There are four conditions precedent before the issue of the establishment of a Palestinian state may be settled:
1. ) the precise borders of the new Palestinian homeland;
2. ) security for Israel;
3. ) the status of Palestinian refugees who left or were forced to go;
4. ) and the fate of Jerusalem, which both sides claim as their capital.
No real solutions or answers to those questions are anywhere in sight.
There are some complications that have arisen in the ensuing 10 years. The Egyptian strongman dictatorship of Hosni Mubarak is no more. That coalition between Arab and Israeli is kaput, and it was an important element in holding off radical Arabic nations and fundamentalists from raiding Saudi Arabian and Gulf Emirate oil and gas fields.
Arab Spring is a far-ranging political phenomenon. Similar uprisings in Tunisia, Libya, Morocco, Bahrain, Yemen, Syria and other fundamentalist Islamic states have followed close behind. The once rock solid pax Americana is now in shreds.
There are no guarantees.
Said Barack Hussein Obama, president of he United States, in his address to the General Assembly of the United Nations today, “We saw in these protesters the moral force of non-violence that has lit the world form Delhi to Warsaw; from Selma to South Africa – and we knew that change had come Egypt and to the Arab world.”

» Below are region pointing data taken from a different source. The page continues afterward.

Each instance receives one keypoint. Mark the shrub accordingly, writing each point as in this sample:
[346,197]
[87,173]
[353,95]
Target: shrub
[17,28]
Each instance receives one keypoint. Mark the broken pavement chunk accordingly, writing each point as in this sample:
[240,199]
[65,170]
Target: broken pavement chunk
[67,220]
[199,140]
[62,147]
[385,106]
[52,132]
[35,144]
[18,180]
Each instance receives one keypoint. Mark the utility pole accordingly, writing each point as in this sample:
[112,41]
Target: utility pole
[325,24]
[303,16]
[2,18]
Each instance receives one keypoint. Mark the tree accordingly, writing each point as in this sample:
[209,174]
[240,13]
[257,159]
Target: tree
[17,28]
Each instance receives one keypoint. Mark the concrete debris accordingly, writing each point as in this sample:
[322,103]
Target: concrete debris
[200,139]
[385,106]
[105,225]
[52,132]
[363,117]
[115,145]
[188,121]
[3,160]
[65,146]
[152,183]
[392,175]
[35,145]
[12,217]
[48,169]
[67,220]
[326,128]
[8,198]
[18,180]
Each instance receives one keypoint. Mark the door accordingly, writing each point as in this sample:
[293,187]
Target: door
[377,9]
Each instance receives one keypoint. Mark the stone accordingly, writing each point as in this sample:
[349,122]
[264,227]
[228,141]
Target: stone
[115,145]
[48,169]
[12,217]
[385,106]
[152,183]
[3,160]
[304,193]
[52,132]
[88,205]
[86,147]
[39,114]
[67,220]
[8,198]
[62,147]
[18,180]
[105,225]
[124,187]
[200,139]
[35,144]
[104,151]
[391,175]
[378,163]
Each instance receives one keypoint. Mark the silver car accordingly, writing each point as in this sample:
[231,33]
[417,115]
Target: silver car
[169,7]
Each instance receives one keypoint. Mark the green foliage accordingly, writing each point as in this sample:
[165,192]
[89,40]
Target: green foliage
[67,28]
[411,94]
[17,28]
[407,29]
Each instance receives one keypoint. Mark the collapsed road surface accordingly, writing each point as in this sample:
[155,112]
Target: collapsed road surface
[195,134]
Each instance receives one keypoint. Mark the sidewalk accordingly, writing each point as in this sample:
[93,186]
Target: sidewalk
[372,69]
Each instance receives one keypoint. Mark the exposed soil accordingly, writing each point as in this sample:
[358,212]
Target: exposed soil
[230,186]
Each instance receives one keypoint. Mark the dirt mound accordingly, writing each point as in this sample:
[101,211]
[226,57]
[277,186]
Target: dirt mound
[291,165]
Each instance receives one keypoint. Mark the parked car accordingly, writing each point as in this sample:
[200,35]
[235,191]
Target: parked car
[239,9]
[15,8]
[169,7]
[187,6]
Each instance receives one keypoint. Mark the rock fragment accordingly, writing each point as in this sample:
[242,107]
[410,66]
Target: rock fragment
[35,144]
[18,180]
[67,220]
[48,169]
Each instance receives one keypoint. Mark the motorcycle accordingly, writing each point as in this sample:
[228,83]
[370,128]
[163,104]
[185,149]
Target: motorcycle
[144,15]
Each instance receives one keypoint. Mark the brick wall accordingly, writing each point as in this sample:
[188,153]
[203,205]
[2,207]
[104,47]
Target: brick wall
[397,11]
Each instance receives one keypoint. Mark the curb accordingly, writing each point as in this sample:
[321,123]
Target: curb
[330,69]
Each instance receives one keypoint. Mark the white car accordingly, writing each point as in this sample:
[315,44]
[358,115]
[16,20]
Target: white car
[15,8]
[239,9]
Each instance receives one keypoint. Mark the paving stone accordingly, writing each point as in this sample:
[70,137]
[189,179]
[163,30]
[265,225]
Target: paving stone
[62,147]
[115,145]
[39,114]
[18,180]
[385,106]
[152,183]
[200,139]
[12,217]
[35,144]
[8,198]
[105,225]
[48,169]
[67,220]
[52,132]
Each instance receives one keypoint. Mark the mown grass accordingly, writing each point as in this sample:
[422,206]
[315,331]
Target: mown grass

Such a deal. What do we get out of it?
Nothing, at least, until the deadlock is broken. How?
“The deadlock will only be broken when each side learns to stand in each other's shoes.” Good luck, buddy. Didn't know you are a shoe salesman, too.
He called on the U.N., “founded, as it was, out of the ashes of war and genocide; dedicated, as it is, to the dignity of every person, must recognize the reality that is lived by both the Palestinians and the Israelis. We will only succeed in that effort if we can encourage the parties to sit down together, to listen to each other, and to understand each other's hopes and fears. That is the project to which America is committed...”
Uh, yeah.
The “New York Times,” which was there when the State of Israel was created by a U.N. Security Council resolution in 1948, looked on with less than amused skepticism:
“For Mr. Obama, the challenge in crafting the much-anticipated General Assembly speech on Wednesday was how to address the incongruities of the administration’s position: the president who committed himself to making peace between the Israelis and the Palestinians a priority from Day One, who still has not been able to even get peace negotiations going after two and a half years; the president who opened the door to Palestinian state membership at the United Nations last year ending up threatening to veto that very membership; the president who was determined to get on the right side of Arab history ending up, in the views of many on the Arab street, on the wrong side of it on the Palestinian issue.”
It took Barack Hussein Obama 47 minutes to tell the world to hurry up and wait.
For what?
For hell to freeze over, as U.N. Ambassador Adlai Stevenson told the Soviets. America would wait for their answer to his questions about strategic missiles in Cuba - the ones they lied to President Kennedy about having placed there, he told the Soviet Ambassador - on worldwide television.
Palestinian Authority President Mahmoud Abbas spent most of the 47 minutes with his forehead in the palm of his hand.
Arab negotiators said they found the speech “disappointing.”
Israeli Prime Minister Benjamin Netanyahu termed it “a badge of honor.”
We will see. After all, the camera never blinks, as some old country boy from Texas used to say all the time when he was still on TV.